Get Your S7 Sending Text Alerts Today

text.email exists because the carrier gateways died and there was no simple replacement. It’s not for marketing or mass messaging. It’s for exactly this kind of thing: a system that already knows how to email now sending SMS.

text.email plans include 200 SMS messages per month. For a PLC sending alarm notifications, you’ll be well under that cap most months. (And if your S7 is burning through 200+ alarm texts a month, the alerts aren’t the problem that needs attention.)

You can test it right now without signing up: send an email to yournumber@text.email and you’ll receive the text in seconds.
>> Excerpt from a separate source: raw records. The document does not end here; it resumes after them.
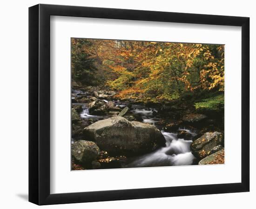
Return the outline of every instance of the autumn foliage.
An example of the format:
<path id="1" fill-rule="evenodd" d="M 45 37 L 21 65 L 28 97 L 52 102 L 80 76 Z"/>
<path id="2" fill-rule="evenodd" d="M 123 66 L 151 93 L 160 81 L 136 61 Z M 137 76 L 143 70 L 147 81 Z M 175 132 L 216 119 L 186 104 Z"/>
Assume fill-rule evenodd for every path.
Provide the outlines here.
<path id="1" fill-rule="evenodd" d="M 121 99 L 157 102 L 197 90 L 224 91 L 224 45 L 84 39 L 71 44 L 76 79 L 107 85 Z"/>

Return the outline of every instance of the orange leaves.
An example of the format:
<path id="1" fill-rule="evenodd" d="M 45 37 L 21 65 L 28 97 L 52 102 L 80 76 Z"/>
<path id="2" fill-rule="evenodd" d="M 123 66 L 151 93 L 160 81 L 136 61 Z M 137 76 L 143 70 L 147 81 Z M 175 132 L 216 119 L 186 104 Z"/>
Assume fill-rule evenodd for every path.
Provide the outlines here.
<path id="1" fill-rule="evenodd" d="M 126 68 L 124 67 L 122 67 L 120 65 L 116 65 L 116 66 L 113 66 L 113 65 L 108 65 L 108 67 L 113 70 L 115 72 L 119 72 L 119 73 L 122 73 L 125 70 L 126 70 Z"/>

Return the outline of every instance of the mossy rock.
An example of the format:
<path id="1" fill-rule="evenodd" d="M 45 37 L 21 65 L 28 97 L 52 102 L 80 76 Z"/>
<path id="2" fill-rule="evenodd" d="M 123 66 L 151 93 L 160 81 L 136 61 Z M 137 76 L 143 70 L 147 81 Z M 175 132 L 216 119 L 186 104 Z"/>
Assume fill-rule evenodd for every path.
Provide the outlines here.
<path id="1" fill-rule="evenodd" d="M 213 148 L 223 144 L 223 142 L 222 133 L 217 131 L 208 132 L 194 141 L 190 145 L 190 149 L 195 157 L 202 159 L 208 156 Z"/>
<path id="2" fill-rule="evenodd" d="M 224 94 L 202 100 L 194 104 L 198 112 L 205 114 L 216 114 L 224 111 Z"/>
<path id="3" fill-rule="evenodd" d="M 78 140 L 71 146 L 72 156 L 79 163 L 86 164 L 95 160 L 100 155 L 100 148 L 94 142 Z"/>

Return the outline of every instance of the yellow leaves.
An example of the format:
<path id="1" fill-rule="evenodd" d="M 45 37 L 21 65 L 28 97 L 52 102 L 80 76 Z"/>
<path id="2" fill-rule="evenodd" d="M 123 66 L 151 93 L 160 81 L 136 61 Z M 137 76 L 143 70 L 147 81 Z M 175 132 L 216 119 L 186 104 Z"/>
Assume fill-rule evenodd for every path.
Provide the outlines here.
<path id="1" fill-rule="evenodd" d="M 113 65 L 108 65 L 108 67 L 111 68 L 114 71 L 117 72 L 123 72 L 124 71 L 126 70 L 126 68 L 124 67 L 122 67 L 120 65 L 113 66 Z"/>

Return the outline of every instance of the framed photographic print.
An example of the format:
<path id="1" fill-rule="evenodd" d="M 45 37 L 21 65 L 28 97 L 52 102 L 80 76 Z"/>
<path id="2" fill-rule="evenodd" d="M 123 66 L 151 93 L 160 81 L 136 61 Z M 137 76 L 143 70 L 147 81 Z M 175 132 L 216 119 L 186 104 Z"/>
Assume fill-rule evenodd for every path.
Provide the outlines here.
<path id="1" fill-rule="evenodd" d="M 249 191 L 249 18 L 29 8 L 29 200 Z"/>

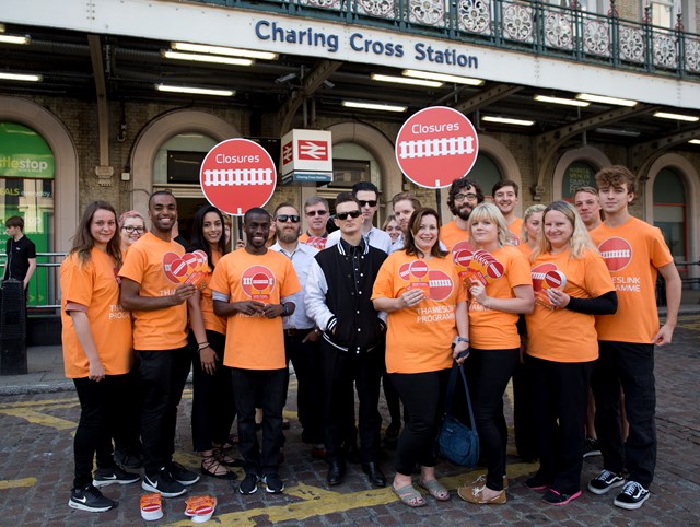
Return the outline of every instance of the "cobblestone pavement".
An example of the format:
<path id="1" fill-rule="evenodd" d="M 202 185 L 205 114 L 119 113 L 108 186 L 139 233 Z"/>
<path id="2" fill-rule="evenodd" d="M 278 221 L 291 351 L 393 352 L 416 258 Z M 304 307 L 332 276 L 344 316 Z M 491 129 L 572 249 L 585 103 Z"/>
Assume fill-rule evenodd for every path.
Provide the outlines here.
<path id="1" fill-rule="evenodd" d="M 219 505 L 210 523 L 232 526 L 369 526 L 369 525 L 564 525 L 564 526 L 682 526 L 700 525 L 700 316 L 684 316 L 674 346 L 656 354 L 658 465 L 652 496 L 639 511 L 612 505 L 612 495 L 583 496 L 563 507 L 544 504 L 539 493 L 525 488 L 526 475 L 536 465 L 518 462 L 510 456 L 510 490 L 505 505 L 471 505 L 453 493 L 446 503 L 429 500 L 425 507 L 411 510 L 400 504 L 388 489 L 372 489 L 358 465 L 349 465 L 345 484 L 326 485 L 326 465 L 313 460 L 301 442 L 294 409 L 295 386 L 290 389 L 285 462 L 281 476 L 283 494 L 254 495 L 234 492 L 231 483 L 202 477 L 191 494 L 210 493 Z M 0 383 L 2 380 L 0 379 Z M 191 452 L 188 415 L 191 390 L 180 405 L 176 459 L 195 470 L 200 458 Z M 2 526 L 91 526 L 140 525 L 138 484 L 107 487 L 107 496 L 119 501 L 116 510 L 102 514 L 74 511 L 67 505 L 72 481 L 72 434 L 79 417 L 71 391 L 5 396 L 0 399 L 0 525 Z M 510 449 L 513 454 L 513 448 Z M 600 468 L 600 457 L 584 464 L 583 482 Z M 392 454 L 383 467 L 392 475 Z M 482 471 L 482 470 L 481 470 Z M 481 471 L 441 462 L 442 482 L 456 489 Z M 238 480 L 241 479 L 238 471 Z M 165 516 L 155 525 L 190 525 L 184 515 L 184 499 L 164 500 Z"/>

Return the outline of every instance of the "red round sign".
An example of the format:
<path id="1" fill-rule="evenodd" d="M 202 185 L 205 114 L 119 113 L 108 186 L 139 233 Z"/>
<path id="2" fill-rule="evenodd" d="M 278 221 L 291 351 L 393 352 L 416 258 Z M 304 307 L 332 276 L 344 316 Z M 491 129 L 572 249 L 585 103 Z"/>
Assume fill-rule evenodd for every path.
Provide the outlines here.
<path id="1" fill-rule="evenodd" d="M 478 153 L 479 139 L 471 121 L 446 106 L 413 114 L 396 138 L 398 166 L 420 187 L 448 187 L 469 173 Z"/>
<path id="2" fill-rule="evenodd" d="M 270 200 L 277 171 L 270 154 L 258 143 L 228 139 L 211 149 L 202 161 L 199 184 L 212 206 L 232 215 L 243 215 Z"/>

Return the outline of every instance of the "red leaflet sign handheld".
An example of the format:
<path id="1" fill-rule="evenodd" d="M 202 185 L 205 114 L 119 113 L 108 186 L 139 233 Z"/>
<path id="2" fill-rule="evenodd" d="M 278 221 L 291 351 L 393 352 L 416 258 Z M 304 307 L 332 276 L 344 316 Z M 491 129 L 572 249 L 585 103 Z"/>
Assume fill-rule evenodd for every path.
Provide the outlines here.
<path id="1" fill-rule="evenodd" d="M 479 153 L 477 131 L 456 109 L 433 106 L 413 114 L 396 138 L 396 161 L 411 181 L 448 187 L 466 176 Z"/>
<path id="2" fill-rule="evenodd" d="M 272 157 L 248 139 L 228 139 L 209 151 L 199 171 L 207 200 L 232 215 L 265 207 L 277 185 Z"/>

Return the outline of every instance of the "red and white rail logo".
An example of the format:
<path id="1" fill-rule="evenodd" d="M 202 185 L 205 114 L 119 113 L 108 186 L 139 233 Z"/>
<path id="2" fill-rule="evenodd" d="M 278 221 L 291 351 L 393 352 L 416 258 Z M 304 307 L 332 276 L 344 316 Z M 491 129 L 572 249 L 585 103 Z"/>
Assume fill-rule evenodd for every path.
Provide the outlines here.
<path id="1" fill-rule="evenodd" d="M 632 246 L 625 238 L 611 237 L 598 246 L 609 271 L 621 271 L 632 261 Z"/>
<path id="2" fill-rule="evenodd" d="M 243 215 L 269 201 L 277 185 L 277 171 L 270 154 L 258 143 L 228 139 L 205 157 L 199 184 L 212 206 L 229 214 Z"/>
<path id="3" fill-rule="evenodd" d="M 456 109 L 433 106 L 413 114 L 396 138 L 396 161 L 416 185 L 442 188 L 466 176 L 479 152 L 477 131 Z"/>

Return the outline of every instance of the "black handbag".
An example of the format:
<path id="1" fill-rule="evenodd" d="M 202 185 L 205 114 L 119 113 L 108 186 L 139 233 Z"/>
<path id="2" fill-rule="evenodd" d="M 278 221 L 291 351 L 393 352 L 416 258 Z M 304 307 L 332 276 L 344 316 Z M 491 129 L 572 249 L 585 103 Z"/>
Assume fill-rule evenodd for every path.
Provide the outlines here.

Which PLC Alarms Deserve a Text Message?

Not every alarm your S7 generates needs to buzz someone’s phone. The goal is to keep texts reserved for the things where response time changes the outcome, and leave the rest on email or HMI logging.

Always text

  • Safety system trips (E-stop, light curtain, safety relay)
  • Drive faults on critical motors
  • Temperature excursions on process-critical systems
  • Power loss or UPS failover
  • Communication loss to remote I/O or distributed stations

Consider texting

  • Repeated cycle faults (one is a glitch, three consecutive is a trend)
  • Analog input out-of-range on process variables
  • Pneumatic pressure loss
  • Encoder or position feedback errors

Leave on email or HMI

  • Scheduled maintenance reminders
  • Cycle count milestones
  • Non-critical advisory messages
  • Firmware update availability

The way you structure this in your TMAIL_C logic is up to you. Some people write separate TMAIL_C calls for critical vs. advisory, with different trigger conditions. Others use a single block with conditional recipient routing. Either way, the filtering happens in your PLC program, not in text.email — it delivers whatever email it receives.

Siemens S7 PLC Text Alerts: Next Steps

Set up a text.email account, put your address in the TMAIL_C TO_S parameter, and trigger a test alarm. If you’ve already got email working from your Siemens S7, this takes under a minute.

If you’re starting from scratch with TMAIL_C, budget some time for the certificate import and SMTP configuration. It’s not hard, but Siemens doesn’t make it particularly intuitive either. The Siemens Application Example (available on Siemens Support) includes a downloadable sample project for both S7-1200 and S7-1500 that’s worth using as a starting point.

Once your first test text comes through, you’re set. Every critical alarm that fires your TMAIL_C block will hit your phone as an SMS.